Minnesota legislators returning to the Capitol on Monday from a weeklong break will find familiar conditions: nearly all this session's work still undone with barely a month to go before an adjournment deadline that has become more of a suggestion than a mandate in recent years.
That means lawmakers must reconcile competing — and sweeping — spending proposals over fraught topics such as public safety, taxes and education. The Legislature, one of just two in the nation with split Republican-Democratic control, also is wrestling over what to do with a nearly $9.3 billion surplus as it tries to pass a new construction funding plan.
"There's still a lot of good momentum," Gov. Tim Walz said last week as he toured the state to promote his own lofty budget goals. "In the flow of how these sessions go, the bonding bill kind of comes towards the end, [and] as people start to think about it, a lot of the projects get put in there. We'll have to decide on the dollar amount."

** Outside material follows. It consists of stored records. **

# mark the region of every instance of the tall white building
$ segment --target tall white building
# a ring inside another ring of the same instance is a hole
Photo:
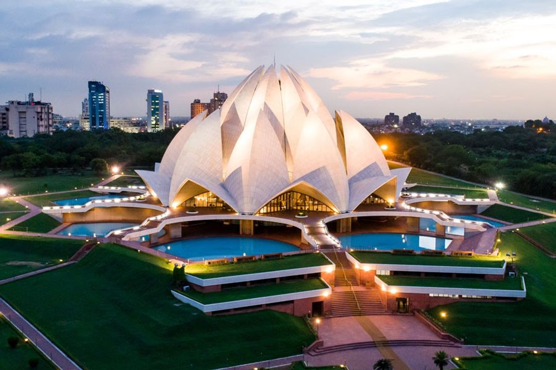
[[[160,90],[149,89],[147,92],[147,129],[148,132],[163,130],[164,99]]]
[[[10,100],[0,105],[0,134],[12,138],[31,137],[36,134],[50,134],[52,126],[52,105],[35,102],[29,94],[27,102]]]

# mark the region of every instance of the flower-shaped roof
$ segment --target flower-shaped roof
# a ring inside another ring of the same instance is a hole
[[[222,108],[190,121],[154,171],[137,171],[166,206],[210,191],[254,214],[295,190],[338,212],[373,192],[394,201],[409,169],[390,170],[380,148],[351,115],[332,117],[289,67],[260,66]]]

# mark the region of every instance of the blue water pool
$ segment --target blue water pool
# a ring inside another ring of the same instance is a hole
[[[481,222],[487,222],[487,224],[490,224],[492,225],[493,227],[500,227],[500,226],[503,226],[504,224],[502,222],[498,222],[495,221],[492,221],[492,220],[489,220],[488,219],[483,219],[482,217],[479,217],[478,216],[471,216],[471,215],[451,215],[451,217],[454,219],[461,219],[462,220],[470,220],[471,221],[478,221]]]
[[[344,248],[379,251],[404,249],[443,251],[451,241],[435,236],[383,232],[345,235],[339,239]]]
[[[193,261],[239,257],[267,253],[292,252],[291,244],[269,239],[245,237],[207,237],[180,240],[155,247],[155,249]]]
[[[88,236],[93,234],[97,236],[105,236],[110,231],[138,225],[132,222],[91,222],[90,224],[73,224],[58,233],[59,235]]]
[[[93,196],[84,196],[80,198],[73,198],[72,199],[62,199],[61,200],[54,201],[54,203],[60,206],[82,206],[87,202],[92,200],[98,200],[102,199],[111,199],[112,198],[126,197],[125,195],[122,194],[106,194],[104,195],[93,195]]]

Unlike last year, state lawmakers are not bound by a requirement to pass a two-year budget before closing business. And it's an election year in which every legislative seat — and every statewide constitutional office — is up for grabs.
Major legislative accomplishments to date have been limited to striking a deal on extending the state's reinsurance program and $1 million in emergency response efforts to contain the spread of avian influenza, not to mention the ALS legislation championed by Sen. David Tomassoni, DFL-Chisholm, since being diagnosed with the disease.
Even then, legislators dragged out negotiations until just one day before a deadline from the federal government to start processing a waiver to keep the unemployment insurance program running. A broader drought relief package for farmers is now in conference committee to reconcile differing proposals from the Senate and House.
That leaves pretty much everything else still needing to get done.
Walz said he was frustrated that leaders haven't gotten a deal yet on unemployment insurance and frontline worker checks, but added that early session agreements are rare.